Quand on ne rend pas mes enfants curieux d’apprendre et de comprendre, on les dégoute. On n’en fera pas, à leur âge, des passionnés de physique, de biologie, ou de math. Mais a contrario, des profs passionnants, pédagogiquement au point, rendront inévitablement nos enfants curieux. Je suis toujours amusé de constater comment, pour un même cours, d’une année à l’autre – et bien entendu d’un prof à l’autre – ma fille peut caracoler en tête puis s’effondrer subitement ! Et ça me rend nostalgique …

Car si je ris encore de certains cours qui m’ont littéralement effrayé, je me souviens surtout de supers profs. Ceux qui m’ont passionné de matières pour lesquelles je n’avais aucun atome crochu a priori.

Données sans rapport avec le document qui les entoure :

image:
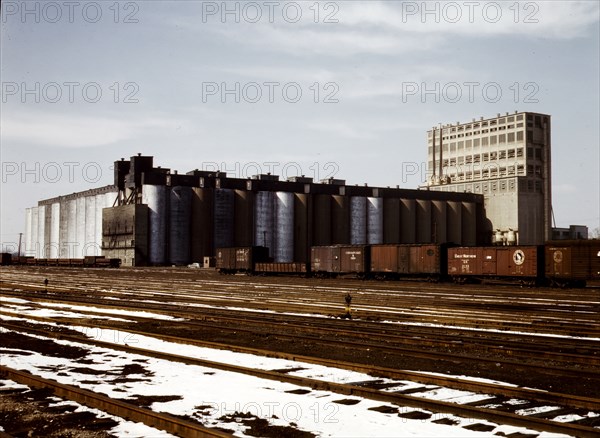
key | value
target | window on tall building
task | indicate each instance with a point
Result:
(529, 136)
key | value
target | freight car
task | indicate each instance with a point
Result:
(401, 261)
(522, 263)
(572, 263)
(566, 263)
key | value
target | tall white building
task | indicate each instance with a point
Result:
(506, 158)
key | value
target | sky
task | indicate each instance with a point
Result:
(344, 89)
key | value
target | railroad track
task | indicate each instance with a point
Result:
(115, 407)
(584, 324)
(335, 341)
(367, 390)
(544, 347)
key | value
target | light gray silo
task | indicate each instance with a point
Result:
(283, 251)
(55, 231)
(80, 227)
(90, 248)
(28, 231)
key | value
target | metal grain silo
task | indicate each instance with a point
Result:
(63, 232)
(41, 245)
(90, 248)
(244, 218)
(408, 221)
(156, 197)
(358, 220)
(224, 206)
(374, 221)
(28, 231)
(423, 221)
(391, 220)
(283, 245)
(438, 221)
(301, 223)
(202, 224)
(99, 202)
(322, 220)
(263, 220)
(35, 214)
(340, 220)
(454, 217)
(80, 228)
(47, 230)
(469, 223)
(55, 231)
(180, 217)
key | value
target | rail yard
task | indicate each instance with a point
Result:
(190, 352)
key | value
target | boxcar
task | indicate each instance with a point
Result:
(340, 259)
(408, 260)
(523, 263)
(6, 259)
(280, 268)
(571, 263)
(240, 259)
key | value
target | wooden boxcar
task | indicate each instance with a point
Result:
(524, 263)
(340, 259)
(280, 268)
(408, 260)
(571, 263)
(240, 259)
(6, 259)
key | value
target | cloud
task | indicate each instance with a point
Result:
(394, 28)
(77, 131)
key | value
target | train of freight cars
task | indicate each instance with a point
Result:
(566, 263)
(86, 262)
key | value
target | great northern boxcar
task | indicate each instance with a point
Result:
(523, 263)
(572, 263)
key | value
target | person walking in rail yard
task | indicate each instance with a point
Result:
(348, 299)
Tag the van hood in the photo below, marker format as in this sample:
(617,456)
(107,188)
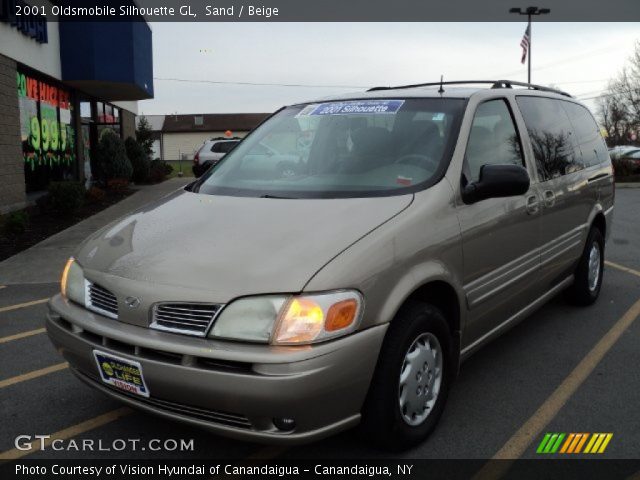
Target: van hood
(233,246)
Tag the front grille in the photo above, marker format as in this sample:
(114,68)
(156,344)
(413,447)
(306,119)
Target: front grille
(101,300)
(214,416)
(186,318)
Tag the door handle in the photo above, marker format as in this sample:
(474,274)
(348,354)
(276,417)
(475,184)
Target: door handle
(597,177)
(549,198)
(532,204)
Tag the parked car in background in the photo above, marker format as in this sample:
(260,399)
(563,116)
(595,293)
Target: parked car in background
(621,151)
(211,152)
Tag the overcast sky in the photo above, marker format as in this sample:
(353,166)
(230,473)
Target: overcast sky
(576,57)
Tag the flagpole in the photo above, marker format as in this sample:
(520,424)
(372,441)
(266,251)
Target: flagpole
(530,47)
(529,12)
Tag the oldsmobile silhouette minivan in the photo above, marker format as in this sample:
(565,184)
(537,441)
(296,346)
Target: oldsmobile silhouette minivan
(341,281)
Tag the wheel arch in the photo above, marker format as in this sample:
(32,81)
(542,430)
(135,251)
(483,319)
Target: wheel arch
(442,295)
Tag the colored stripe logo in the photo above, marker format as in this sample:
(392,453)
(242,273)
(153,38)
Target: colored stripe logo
(574,443)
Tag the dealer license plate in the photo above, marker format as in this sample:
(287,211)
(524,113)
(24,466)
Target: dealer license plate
(121,373)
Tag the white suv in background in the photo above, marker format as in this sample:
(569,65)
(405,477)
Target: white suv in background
(211,152)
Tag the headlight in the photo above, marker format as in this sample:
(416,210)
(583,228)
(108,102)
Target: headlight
(290,319)
(72,285)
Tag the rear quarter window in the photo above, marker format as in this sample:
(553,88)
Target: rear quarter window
(552,137)
(590,142)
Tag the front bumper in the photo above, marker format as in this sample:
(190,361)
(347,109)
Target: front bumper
(229,388)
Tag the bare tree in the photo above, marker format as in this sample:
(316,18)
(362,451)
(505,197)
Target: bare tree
(619,107)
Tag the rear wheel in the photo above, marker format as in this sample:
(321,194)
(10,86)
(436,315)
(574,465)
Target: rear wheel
(412,378)
(589,272)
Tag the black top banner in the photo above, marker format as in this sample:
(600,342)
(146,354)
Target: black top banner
(321,10)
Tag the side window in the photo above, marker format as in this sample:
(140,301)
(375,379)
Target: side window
(593,149)
(223,147)
(493,139)
(551,136)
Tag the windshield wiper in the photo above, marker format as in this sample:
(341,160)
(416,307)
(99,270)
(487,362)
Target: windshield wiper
(278,197)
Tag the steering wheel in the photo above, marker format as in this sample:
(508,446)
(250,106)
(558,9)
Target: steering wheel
(417,159)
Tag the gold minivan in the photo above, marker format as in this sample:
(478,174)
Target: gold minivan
(283,297)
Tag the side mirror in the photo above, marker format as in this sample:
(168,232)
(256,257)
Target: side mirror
(497,181)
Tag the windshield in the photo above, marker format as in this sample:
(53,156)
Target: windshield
(350,148)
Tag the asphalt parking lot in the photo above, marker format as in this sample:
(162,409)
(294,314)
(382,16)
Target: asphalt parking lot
(565,369)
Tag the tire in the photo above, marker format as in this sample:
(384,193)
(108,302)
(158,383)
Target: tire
(384,422)
(588,281)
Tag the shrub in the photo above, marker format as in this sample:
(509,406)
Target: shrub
(66,198)
(96,195)
(16,222)
(139,160)
(110,160)
(118,184)
(623,167)
(159,171)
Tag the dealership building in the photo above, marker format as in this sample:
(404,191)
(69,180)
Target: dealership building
(61,85)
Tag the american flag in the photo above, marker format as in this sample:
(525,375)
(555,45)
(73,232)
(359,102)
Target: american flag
(524,43)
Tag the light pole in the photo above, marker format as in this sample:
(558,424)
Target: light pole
(529,12)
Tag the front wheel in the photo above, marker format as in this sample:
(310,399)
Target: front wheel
(412,378)
(589,272)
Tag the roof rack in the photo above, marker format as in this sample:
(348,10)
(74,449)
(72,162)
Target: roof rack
(494,84)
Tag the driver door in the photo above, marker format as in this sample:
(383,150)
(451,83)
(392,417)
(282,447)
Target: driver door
(500,236)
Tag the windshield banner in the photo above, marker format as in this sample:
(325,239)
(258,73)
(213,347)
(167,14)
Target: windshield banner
(354,107)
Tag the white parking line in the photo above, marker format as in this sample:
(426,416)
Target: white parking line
(622,268)
(23,305)
(34,374)
(18,336)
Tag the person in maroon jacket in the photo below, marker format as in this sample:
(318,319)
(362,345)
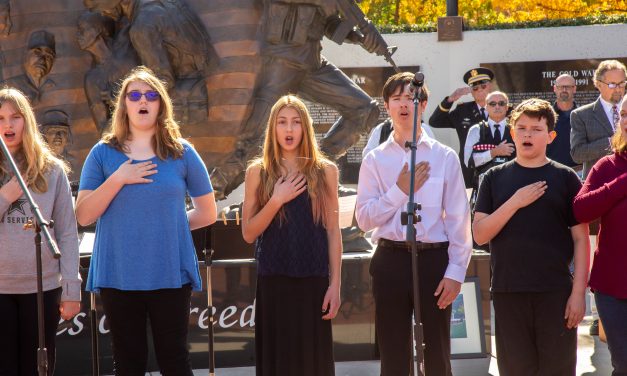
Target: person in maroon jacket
(604,195)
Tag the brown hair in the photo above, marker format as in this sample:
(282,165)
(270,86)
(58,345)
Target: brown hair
(166,141)
(608,65)
(537,109)
(34,158)
(311,161)
(401,80)
(619,141)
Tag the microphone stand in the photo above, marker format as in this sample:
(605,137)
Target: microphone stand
(93,316)
(210,337)
(409,218)
(41,226)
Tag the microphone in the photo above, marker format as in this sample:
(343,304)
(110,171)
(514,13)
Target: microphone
(417,81)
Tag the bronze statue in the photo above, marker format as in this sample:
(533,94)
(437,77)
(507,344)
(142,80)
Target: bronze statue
(55,127)
(292,34)
(174,43)
(168,37)
(38,61)
(112,60)
(5,17)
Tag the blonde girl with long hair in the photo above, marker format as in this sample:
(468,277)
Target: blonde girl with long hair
(291,210)
(144,265)
(46,178)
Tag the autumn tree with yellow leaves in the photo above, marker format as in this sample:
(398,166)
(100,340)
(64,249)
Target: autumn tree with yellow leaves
(488,12)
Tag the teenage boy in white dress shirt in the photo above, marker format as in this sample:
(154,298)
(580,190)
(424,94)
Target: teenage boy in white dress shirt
(444,247)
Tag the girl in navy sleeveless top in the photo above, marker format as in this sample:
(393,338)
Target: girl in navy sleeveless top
(291,210)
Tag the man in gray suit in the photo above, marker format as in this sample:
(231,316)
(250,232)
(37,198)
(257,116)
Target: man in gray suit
(593,125)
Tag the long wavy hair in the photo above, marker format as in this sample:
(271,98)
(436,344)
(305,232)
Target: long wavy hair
(166,141)
(33,158)
(311,161)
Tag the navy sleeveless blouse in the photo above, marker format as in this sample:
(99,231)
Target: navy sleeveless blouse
(295,246)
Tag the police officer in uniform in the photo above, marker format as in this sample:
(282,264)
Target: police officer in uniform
(489,142)
(479,81)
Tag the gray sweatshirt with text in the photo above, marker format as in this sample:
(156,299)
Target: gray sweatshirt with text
(18,273)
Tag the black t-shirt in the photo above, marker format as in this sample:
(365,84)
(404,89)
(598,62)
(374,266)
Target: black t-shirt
(533,251)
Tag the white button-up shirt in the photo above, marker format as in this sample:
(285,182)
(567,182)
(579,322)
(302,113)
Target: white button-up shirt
(445,212)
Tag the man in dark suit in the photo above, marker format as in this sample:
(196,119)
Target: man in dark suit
(593,125)
(465,115)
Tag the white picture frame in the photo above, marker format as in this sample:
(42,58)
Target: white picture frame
(467,331)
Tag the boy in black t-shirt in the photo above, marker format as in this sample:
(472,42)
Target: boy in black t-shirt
(524,209)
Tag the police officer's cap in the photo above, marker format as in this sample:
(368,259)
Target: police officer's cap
(478,76)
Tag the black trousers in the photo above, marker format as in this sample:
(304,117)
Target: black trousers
(128,313)
(19,339)
(531,334)
(392,288)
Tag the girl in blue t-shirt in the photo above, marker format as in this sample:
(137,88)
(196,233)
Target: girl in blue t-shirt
(144,265)
(291,209)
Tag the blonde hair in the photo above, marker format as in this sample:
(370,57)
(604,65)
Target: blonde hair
(619,141)
(34,158)
(166,141)
(311,162)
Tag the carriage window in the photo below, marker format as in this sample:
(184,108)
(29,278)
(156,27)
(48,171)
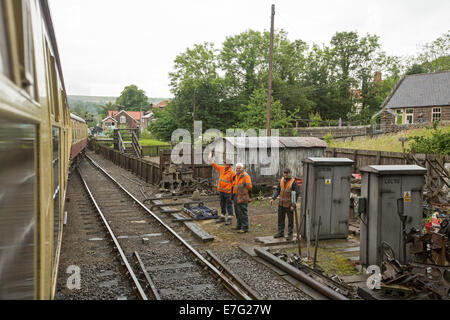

Alors s’il vous plait, à tous les profs qui n’ont pas encore intégré l’importance cruciale de leur rôle … S’il vous plait, rendez mes enfants curieux de tout. Vous ne les ferez pas avancer en les traumatisant, en les découpant, en les saignant. Ou en cherchant à les préparer à d’éventuelles études supérieures par des prérequis qu’ils oublieront aussi vite que leur cauchemar de vos feuilles indéchiffrables leur feront vivre.

Si vous voulez les préparer, donnez-leur « simplement » le goût de ce vous faites ! Le goût de prolonger ce que vous faites quand vous sortirez de leur vie. Elle sera là votre plus grande fierté.